Johnny Gardner (c. 1882 - c. 1953) was a notorious gangster and professional bank robber commonly known as "Dressed-up Johnny", whom the police described as the "ace of the safe crackers".

==Early career==
He was born on August 26, 1882, and was a native of Zanesville, Ohio. He had spent time in the Ohio State Prison at Columbus and the Illinois State Prison at Joliet. Johnny Gardner was described as a "notorious character" and a "gangster of the worst kind".

==Crime spree==
Gardner and his gang began terrorizing southern Illinois from 1919 to 1922, robbing banks and post offices across the country. He was around the age of forty years and had acquired the nickname "Dressed-up Johnny", being a noted robber. Gardner and his gang robbed a bank in Georgia of $42,000 and in 1921, Gardner conducted a $100,000 bank robbery at Chicago, which led federal authorities on a nationwide manhunt. The New York Times had referred to Gardner as a "SAFE CRACKING ACE".

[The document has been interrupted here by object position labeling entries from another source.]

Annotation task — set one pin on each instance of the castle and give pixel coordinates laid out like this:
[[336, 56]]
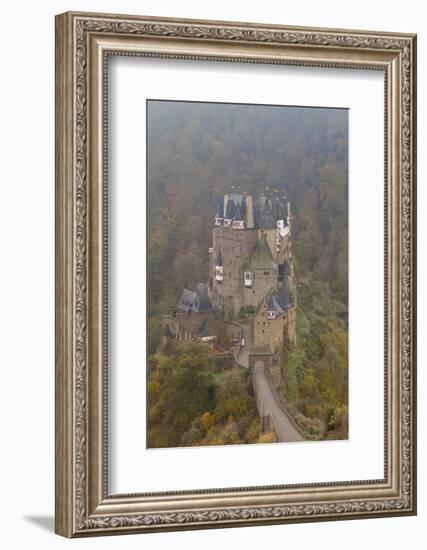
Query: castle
[[251, 279]]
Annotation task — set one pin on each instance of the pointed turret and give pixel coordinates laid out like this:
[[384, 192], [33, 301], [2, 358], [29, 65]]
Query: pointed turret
[[219, 269], [238, 219], [219, 212]]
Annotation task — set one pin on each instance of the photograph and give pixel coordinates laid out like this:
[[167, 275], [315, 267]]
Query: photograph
[[247, 273]]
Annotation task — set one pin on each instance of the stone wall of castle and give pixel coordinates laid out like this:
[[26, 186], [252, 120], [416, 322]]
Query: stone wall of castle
[[268, 332], [235, 246], [263, 281]]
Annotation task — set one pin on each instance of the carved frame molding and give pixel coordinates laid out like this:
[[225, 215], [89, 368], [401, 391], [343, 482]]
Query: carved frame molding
[[83, 42]]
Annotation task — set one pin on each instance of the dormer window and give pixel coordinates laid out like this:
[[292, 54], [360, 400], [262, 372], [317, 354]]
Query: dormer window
[[249, 277], [219, 273]]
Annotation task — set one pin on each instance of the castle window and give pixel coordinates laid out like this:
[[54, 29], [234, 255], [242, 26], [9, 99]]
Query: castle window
[[248, 278]]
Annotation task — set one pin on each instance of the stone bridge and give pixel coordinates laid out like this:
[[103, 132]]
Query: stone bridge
[[270, 407]]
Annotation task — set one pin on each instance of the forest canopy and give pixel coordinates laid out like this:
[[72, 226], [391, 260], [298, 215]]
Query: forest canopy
[[199, 151]]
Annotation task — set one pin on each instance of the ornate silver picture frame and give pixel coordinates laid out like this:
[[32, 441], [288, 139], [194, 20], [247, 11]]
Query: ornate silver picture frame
[[84, 43]]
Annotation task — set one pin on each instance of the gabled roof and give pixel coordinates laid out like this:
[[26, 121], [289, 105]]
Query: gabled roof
[[273, 304], [261, 257], [198, 302], [202, 302], [187, 300], [229, 211], [219, 211], [238, 214]]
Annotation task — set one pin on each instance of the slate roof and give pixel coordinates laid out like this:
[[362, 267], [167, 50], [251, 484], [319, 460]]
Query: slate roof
[[238, 214], [229, 211], [261, 257], [187, 300], [273, 304], [197, 302], [266, 209], [219, 211]]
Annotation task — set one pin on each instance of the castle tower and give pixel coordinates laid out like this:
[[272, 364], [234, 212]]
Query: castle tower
[[251, 244]]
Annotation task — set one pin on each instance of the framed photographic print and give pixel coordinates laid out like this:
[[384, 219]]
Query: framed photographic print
[[235, 274]]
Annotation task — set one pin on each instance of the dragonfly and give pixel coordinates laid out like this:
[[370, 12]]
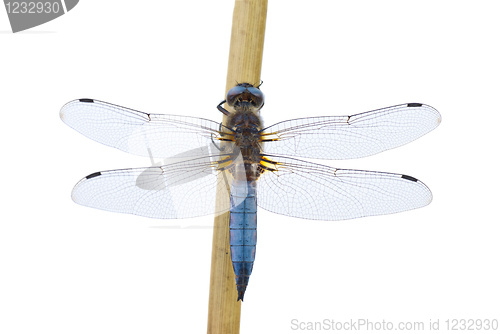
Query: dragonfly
[[249, 165]]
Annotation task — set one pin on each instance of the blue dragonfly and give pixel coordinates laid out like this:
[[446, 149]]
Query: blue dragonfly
[[249, 165]]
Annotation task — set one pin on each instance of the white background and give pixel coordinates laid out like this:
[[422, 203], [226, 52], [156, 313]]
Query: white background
[[70, 269]]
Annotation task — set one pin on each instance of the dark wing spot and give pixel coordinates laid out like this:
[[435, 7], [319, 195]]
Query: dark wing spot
[[93, 175], [407, 177]]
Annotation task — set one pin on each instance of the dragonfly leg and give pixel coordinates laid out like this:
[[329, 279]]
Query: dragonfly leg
[[221, 108]]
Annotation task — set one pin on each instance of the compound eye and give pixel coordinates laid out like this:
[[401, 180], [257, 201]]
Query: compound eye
[[233, 94]]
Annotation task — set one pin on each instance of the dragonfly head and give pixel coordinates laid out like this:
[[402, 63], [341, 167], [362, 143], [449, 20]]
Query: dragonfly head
[[245, 96]]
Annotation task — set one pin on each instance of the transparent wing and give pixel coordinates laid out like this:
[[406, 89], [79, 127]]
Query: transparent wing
[[311, 191], [179, 190], [140, 133], [349, 137]]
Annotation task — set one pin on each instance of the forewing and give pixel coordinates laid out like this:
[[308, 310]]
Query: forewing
[[349, 137], [179, 190], [305, 190], [140, 133]]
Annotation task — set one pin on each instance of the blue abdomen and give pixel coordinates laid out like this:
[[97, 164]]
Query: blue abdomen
[[243, 231]]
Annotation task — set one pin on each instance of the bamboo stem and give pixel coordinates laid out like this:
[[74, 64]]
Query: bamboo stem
[[245, 63]]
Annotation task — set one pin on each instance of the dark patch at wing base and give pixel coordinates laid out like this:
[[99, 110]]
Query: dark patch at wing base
[[93, 175], [407, 177]]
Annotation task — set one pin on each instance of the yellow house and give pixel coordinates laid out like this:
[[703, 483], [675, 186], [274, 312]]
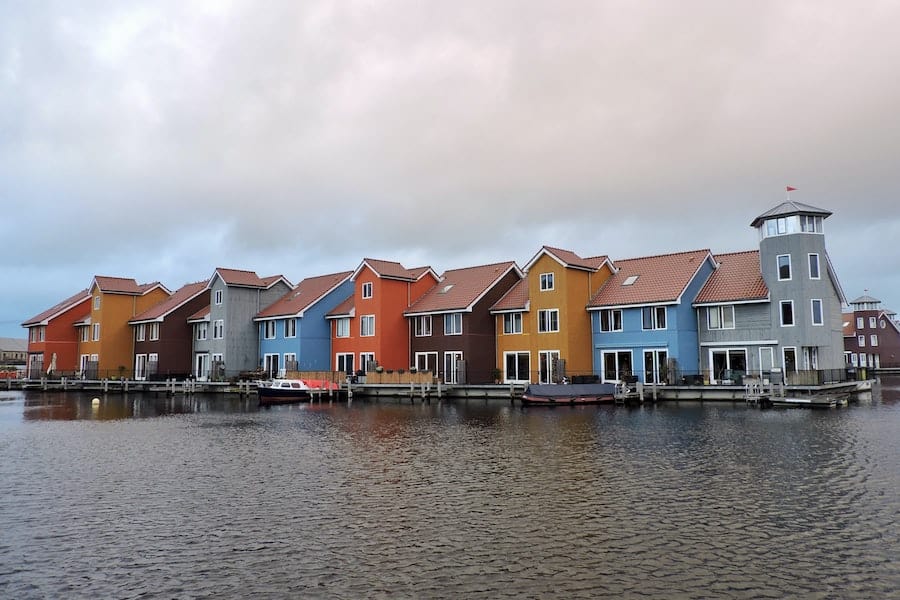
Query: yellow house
[[106, 340], [543, 326]]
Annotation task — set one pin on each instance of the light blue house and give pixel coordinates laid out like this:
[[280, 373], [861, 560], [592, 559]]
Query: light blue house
[[643, 323], [293, 332]]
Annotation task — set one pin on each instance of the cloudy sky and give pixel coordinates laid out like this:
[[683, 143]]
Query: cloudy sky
[[159, 140]]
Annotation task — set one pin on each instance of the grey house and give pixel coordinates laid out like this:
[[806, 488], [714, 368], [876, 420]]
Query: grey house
[[226, 339], [775, 308]]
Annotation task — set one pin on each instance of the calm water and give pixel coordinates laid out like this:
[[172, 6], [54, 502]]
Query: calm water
[[155, 498]]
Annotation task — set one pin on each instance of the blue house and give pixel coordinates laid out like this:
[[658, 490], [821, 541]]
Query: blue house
[[293, 332], [643, 323]]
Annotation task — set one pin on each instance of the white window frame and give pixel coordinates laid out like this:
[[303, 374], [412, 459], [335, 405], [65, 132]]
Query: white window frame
[[548, 320], [422, 326], [342, 327], [612, 317], [812, 312], [367, 326], [512, 323], [788, 265], [781, 306], [813, 258], [453, 324], [720, 315], [547, 282]]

Gardner and his gang were arrested in 1922 after a gunfight with Franklin County Sheriff's deputies. It was stated that Gardner was suspected of over twenty-five bank and post office robberies across the country. However, Gardner was somehow released on technicalities.

==Syndicated bank robbery==
His life between 1923 and 1937 is elusive. It is believed that Gardner was associated with such unsavory characters of the East St. Louis mob, such as Buster Wortman, Clyde Nimerick, Blackie Armes, and Jimmy Murray. Gardner was believed to have been the leader of a gang of 50 to 100 bank robbers that were based in Vandalia, Illinois, and conducted bank robberies across the country. Gardner's organized crime was once described as "Syndicated Bank Robbery" in a journal.

==Prison life==
Gardner, at 56 years of age, was finally arrested in 1938 for a major Pennsylvania bank robbery. He was sent to Atlanta Federal Penitentiary but was transferred the next year in 1939 to Leavenworth Federal Penitentiary. However, the very next year in 1940 he was transferred to McNeil Island Federal Penitentiary where he remained until 1948 after serving ten years in three different prisons for bank robbery.

He was released in 1948 and his parole ended in 1953 when he was seventy-one years of age. It is unknown what happened afterwards. It is most likely that he died of natural causes, being one of the most mysterious and professional bank robbers in American history.